On ne peut pas parler de forage de données sans aborder la question de la vie privée et de la protection des renseignements personnels. D'autant plus qu'un grand nombre d'individus ne soupçonnent même pas la quantité d'informations qu'ils génèrent au quotidien. Que font les entreprises avec toutes les données qu'elles recueillent à notre sujet? L'équipe de recherche du Dr Pentland était très consciente de la délicatesse de l'opération surtout que les participants avaient même accepté de lui donner accès à leur compte Facebook. «Nous avons fait très attention de protéger l'identité des participants et des gens avec qui ils étaient en contact en leur attribuant un code afin de ne pas les reconnaître. Nous savions qui ils étaient, mais ils demeuraient anonymes», explique le chercheur Nadav Aharony qui, lors de notre rencontre, se préparait à aller présenter les résultats de l'étude à la conférence Ubicomp, en Chine.

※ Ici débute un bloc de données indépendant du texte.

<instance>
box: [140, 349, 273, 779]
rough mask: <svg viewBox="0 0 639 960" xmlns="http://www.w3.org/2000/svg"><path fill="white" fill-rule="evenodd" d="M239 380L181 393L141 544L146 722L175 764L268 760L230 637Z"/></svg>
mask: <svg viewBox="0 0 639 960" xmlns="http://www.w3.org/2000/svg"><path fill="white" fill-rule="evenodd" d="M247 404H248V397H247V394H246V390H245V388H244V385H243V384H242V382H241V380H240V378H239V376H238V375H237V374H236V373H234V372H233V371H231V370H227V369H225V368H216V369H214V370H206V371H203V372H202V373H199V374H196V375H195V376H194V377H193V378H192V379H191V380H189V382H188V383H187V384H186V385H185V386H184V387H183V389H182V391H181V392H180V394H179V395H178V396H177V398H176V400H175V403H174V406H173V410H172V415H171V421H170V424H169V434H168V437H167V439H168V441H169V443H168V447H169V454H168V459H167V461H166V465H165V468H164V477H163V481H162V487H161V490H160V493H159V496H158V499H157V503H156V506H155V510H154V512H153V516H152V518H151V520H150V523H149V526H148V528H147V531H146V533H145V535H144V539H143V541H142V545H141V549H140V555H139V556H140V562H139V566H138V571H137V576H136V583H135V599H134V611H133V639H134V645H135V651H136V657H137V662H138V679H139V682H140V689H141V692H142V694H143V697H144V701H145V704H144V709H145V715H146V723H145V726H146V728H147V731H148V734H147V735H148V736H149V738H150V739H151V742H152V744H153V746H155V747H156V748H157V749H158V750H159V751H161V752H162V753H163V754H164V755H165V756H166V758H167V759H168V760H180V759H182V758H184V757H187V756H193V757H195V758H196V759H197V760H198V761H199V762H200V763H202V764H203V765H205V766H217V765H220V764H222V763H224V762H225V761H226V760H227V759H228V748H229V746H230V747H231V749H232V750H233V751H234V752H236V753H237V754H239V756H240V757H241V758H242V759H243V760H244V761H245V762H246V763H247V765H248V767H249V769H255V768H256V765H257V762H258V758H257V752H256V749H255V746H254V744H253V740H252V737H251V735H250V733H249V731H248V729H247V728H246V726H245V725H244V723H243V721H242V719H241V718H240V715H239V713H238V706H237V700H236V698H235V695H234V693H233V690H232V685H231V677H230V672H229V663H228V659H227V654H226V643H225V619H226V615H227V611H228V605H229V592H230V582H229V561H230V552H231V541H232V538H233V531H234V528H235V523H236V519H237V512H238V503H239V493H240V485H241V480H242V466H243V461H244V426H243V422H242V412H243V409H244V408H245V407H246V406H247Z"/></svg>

«Par souci de transparence, nous avons décidé d'ouvrir les données et de les mettre à la disposition de la communauté scientifique, poursuit-il. Récemment, j'ai été en contact avec la communauté des adeptes de l'auto-quantification. C'est exactement le genre de personnes intéressées par ce type de données.» L'équipe du Dr Pentland a également conçu une application Android offerte gratuitement à ceux qui souhaitent mener une expérience semblable à celle des 130 cobayes ayant participé à l'étude du Media Lab. L'application permet de mesurer 30 catégories de données. Nous aimerions un jour demander aux utilisateurs de léguer leurs données à la science afin de pouvoir les étudier. Un don anonyme, bien entendu.»